Extracting Content from Binary Files

Overview

eXist-db excels at querying, indexing, and manipulating XML files. The Content Extraction module extends eXist-db's XML abilities to binary files. The module contains functions for extracting the content of the binary files, and returning the content as XML. In this form, the content can then be queried, indexed, and manipulated. This module is built on the Apache Tika library. Tika understands a large variety of formats, ranging from PDF documents to spreadsheets and image metadata.

Enabling the Content Extraction Module

To enable the content extraction module, edit EXIST_HOME/extensions/build.properties and set the include.feature.contentextraction property to true:

# Binary Content and Metadata Extraction Module
include.feature.contentextraction = true

Next, call build.sh/build.bat from eXist's top directory to build the module. You should see in the output how the various libraries from the Tika project are downloaded and installed.

Usage

To import the module use an import statement as follows:

import module namespace content="http://exist-db.org/xquery/contentextraction"
    at "java:org.exist.contentextraction.xquery.ContentExtractionModule";

The module provides three functions:

content:get-metadata($binary as xs:base64Binary) as document-node()
content:get-metadata-and-content($binary as xs:base64Binary) as document-node()
content:stream-content($binary as xs:base64Binary, $paths as xs:string*, $callback as function, $namespaces as element()?, $userData as item()*) as empty()

The first two functions need little explanation: get-metadata just returns some metadata extracted from the resource, while get-metadata-and-content will also provide the text body of the resource—if there is any. The third function is a streaming variant of the other two and is used to process larger resources, whose content may not fit into memory.

All functions produce XHTML. The metadata will be contained in the HTML head, the contents go into the body. The structure of the body HTML varies depending on the media type of the binary file.
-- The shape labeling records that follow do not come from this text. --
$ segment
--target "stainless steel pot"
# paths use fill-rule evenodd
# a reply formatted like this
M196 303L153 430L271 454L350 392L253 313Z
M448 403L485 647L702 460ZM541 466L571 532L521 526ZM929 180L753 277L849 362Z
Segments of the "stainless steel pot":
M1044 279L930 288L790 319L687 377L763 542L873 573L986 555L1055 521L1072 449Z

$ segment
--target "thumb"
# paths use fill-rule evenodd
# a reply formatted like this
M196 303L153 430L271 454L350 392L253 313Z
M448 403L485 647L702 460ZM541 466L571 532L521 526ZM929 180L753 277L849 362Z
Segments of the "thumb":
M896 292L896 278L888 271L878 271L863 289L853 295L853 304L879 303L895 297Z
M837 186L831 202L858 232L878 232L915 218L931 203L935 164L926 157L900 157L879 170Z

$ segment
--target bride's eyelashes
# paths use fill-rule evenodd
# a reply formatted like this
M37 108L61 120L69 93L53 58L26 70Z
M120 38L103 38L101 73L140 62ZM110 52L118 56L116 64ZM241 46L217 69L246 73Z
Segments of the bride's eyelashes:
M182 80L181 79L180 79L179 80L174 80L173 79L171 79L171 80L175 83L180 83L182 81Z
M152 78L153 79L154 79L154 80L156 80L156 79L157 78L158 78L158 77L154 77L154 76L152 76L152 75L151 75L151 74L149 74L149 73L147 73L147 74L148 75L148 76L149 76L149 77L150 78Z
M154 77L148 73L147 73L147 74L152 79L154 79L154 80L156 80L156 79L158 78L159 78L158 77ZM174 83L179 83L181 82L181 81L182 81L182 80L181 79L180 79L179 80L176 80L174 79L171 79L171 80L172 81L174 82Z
For example, the HTML resulting from a PDF is a sequence of divs (one per page), but that of a word processing document is more often a sequence of paragraphs.

Storage and Indexing Strategies

While you could decide to just store the HTML returned by the content extraction functions as an XML resource into the database, this may not be efficient for certain applications. For example, a document search applications may not need to retain the extracted HTML.

In such cases the ft:index() function from the full text indexing module can be useful. This function allows users to associate a full text index with any database resource, be it binary or XML. The index will be linked to the resource, meaning that the same permissions apply; if the resource is deleted, the index will be removed as well.

To create an index, call the index function with the following arguments:

  1. The path of the resource to which the index should be linked as a string.

  2. An XML fragment describing the fields you want to add and the text content to index.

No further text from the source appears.